Tree licence rollover has no public benefit
At first glance Bill 8 — the Miscellaneous Statutes Amendment Act — looks like housekeeping legislation. Read a little closer and one discovers one of the most pernicious pieces of forest legislation to be tabled in the legislature since a forests minister lost his job over the same issue in 1989.
Bill 8 includes an addition to the Forest Act that would allow the forests minister to invite corporations to roll over their forest licences into Tree Farm Licences (TFL), effectively transferring private ownership rights to the corporation without any reciprocal benefit in the public interest such as requirements to tie timber to local mills for local jobs; to upgrade existing mills; to invest in new mills; and to hand back more than five per cent of the allowable annual cut from existing forest licences, say 30 per cent, to deal with known timber supply shortages and to redistribute timber rights among communities and First Nations.
Imagine many large apartment complexes under a singe landlord. What sane landlord would invite selected tenants to roll over their month-to-month tenancies into a renewable 25-year lease with a token annual rent but without payment for the lease or any substantial reciprocity in kind other than five per cent loss of area? Well, that is precisely what your land agent, the government, is planning to do with your forest land. And matters get worse still.
Unfortunately, this offer realistically works for only corporate tenants of the larger apartments. If you happen to be a First Nations’ band or a forest-dependent community occupying smaller apartments, this offer is not for you because your rented areas are uneconomic in size to roll over into a renewable 25-year lease.
Under TFL tenure, private property rights transferable to corporations include rights to control access; to withhold information about public land (e.g., inventory statistics and maps); to sell and transfer the TFL tenure for which they did not pay in the first place; and to receive compensation if, for example, treaty negotiations should settle land title in favour of First Nations. In short, TFLs alienate public lands.
So how does the government justify provincewide forest tenure reform on the fly without public discussion?

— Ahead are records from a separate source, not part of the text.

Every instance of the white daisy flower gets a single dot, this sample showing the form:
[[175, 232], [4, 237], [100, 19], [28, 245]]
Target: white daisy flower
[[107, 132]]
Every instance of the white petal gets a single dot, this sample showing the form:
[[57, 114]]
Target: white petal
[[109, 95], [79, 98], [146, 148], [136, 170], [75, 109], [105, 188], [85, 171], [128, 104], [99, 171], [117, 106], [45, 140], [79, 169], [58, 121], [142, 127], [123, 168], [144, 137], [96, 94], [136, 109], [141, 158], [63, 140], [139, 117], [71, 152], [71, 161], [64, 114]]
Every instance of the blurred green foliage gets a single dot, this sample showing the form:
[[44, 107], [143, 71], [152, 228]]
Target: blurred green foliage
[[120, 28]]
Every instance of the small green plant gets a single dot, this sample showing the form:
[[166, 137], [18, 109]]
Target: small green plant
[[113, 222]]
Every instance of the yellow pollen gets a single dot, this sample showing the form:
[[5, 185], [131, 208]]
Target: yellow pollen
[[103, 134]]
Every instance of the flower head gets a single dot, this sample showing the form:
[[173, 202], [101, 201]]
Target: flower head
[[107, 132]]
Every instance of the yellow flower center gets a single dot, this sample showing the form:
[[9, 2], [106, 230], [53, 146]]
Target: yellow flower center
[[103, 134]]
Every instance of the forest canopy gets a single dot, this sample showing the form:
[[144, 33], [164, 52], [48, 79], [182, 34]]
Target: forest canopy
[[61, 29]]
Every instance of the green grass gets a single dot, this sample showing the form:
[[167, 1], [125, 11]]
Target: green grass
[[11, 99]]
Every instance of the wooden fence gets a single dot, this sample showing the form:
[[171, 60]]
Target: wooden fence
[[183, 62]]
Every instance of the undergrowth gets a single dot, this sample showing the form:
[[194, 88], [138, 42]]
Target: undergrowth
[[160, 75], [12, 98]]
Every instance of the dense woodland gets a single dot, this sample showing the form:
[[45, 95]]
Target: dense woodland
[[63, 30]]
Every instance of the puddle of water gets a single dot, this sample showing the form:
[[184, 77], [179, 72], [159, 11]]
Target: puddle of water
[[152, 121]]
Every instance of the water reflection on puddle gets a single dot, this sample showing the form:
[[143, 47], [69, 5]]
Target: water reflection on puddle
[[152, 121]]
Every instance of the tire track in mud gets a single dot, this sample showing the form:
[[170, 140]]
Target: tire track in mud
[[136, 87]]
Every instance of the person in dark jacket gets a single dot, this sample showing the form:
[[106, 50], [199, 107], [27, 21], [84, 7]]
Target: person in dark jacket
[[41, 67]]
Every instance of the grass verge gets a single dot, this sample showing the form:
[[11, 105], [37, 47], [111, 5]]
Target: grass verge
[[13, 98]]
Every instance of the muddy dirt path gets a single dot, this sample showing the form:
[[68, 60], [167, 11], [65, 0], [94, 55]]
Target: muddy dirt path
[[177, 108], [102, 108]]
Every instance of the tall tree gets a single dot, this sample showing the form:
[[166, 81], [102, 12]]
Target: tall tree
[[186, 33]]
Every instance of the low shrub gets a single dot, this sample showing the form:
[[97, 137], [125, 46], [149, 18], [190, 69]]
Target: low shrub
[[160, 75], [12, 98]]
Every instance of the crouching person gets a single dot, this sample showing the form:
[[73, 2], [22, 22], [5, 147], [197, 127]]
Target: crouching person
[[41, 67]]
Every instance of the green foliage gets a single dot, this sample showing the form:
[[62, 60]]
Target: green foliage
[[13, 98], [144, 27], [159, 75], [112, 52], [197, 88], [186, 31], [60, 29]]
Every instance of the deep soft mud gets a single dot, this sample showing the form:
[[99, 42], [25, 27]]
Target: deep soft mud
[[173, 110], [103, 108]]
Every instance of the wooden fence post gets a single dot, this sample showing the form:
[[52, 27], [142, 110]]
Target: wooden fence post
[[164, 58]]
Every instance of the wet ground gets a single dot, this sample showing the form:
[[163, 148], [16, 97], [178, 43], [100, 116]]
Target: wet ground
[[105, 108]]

First, in a recent news release, forests minister Steve Thomson declares, “the legislation fulfils recommendations made by the Special Committee on Timber Supply in their August, 2012 report …” This statement not only misrepresents the scope and object of the committee’s work but it is patently false. The committee’s final report does not contain one recommendation that the government enable TFL-rollover legislation provincewide.

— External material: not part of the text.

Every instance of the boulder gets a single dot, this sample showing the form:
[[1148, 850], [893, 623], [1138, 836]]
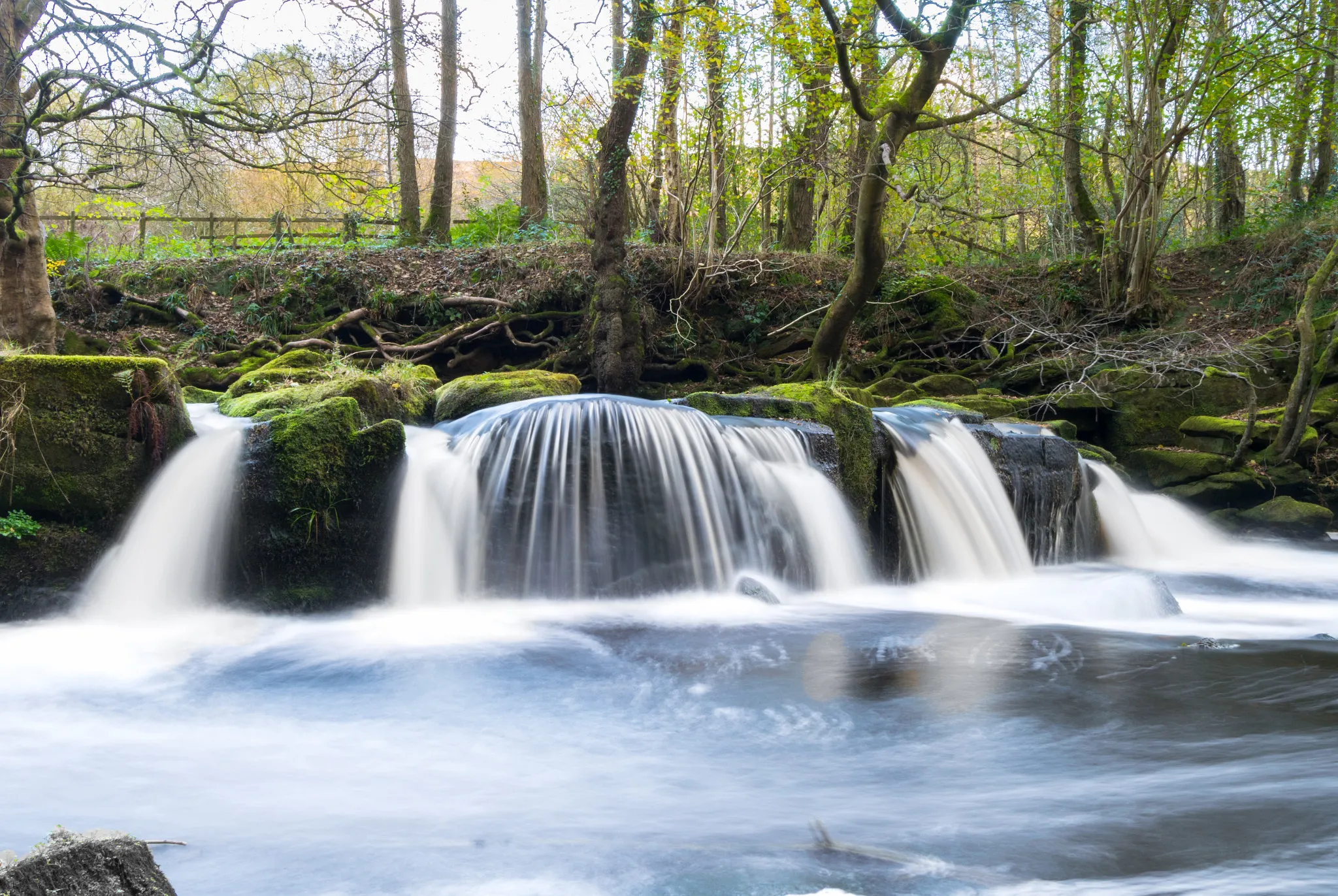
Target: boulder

Secondly, the forest minister claims, “area-based tenures [have] a number of benefits, such as creating an incentive for licence holders to make enhanced silviculture and infrastructure investments that will improve the midterm timber supply.”

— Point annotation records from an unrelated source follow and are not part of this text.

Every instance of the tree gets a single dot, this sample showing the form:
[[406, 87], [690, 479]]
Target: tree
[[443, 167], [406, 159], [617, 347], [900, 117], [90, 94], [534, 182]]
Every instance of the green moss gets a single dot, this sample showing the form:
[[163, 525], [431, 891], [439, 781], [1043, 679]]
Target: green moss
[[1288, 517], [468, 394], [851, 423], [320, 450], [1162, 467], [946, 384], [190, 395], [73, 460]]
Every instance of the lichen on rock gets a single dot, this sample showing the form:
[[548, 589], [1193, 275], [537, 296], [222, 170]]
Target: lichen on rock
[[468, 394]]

Again, this assertion is not substantiated by fact. Government directly and indirectly subsidizes most forest management functions on TFLs.
For example, the taxpayer directly pays for insect and disease monitoring and for timber and non-timber inventories.
So what precisely is the incentive for the TFL holder to invest any more in public forests than the minimum required by law?
Thirdly, MLA John Rustad claims area-based tenures lead to “higher productivity and higher return on our land base.” Of timber and profits only. Because area-based management produces “normalized” forests designed to maximize timber growth at the expense of other forest values such as water, soil and biodiversity.
In British Columbia, we ostensibly, and badly, manage natural forests for ecosystem services and for many other cultural values other than timber such as recreation, big game hunting, and tourism.
In just about every country in which area-based forest management is practised, they have completely lost their natural biodiversity of ecosystems, species and genetic richness.
Ironically this government is trying to ram through Bill 8 just as the Auditor General releases a scathing report on the status of the province’s biodiversity.
We in British Columbia still have a chance to do it right for future generations by enacting a Sustainability Act for the protection of air, water, and soil and by implementing a provincewide conservation framework for biodiversity; all resource-use and tenure laws should be subordinate to both.
Further administrative fragmentation of landscapes and enclosure of the commons by TFLs will only make matters worse and infinitely more expensive for us to settle First Nations’ land claims and to assert the public interest in how our forest lands are best managed for the protection of air, water and soil and for the conservation of the biodiversity that bestows on us bountiful timber and non-timber benefits.
Anthony Britneff recently retired from a 40-year career with the B.C. Forest Service during which he held senior professional positions in inventory, silviculture and forest health.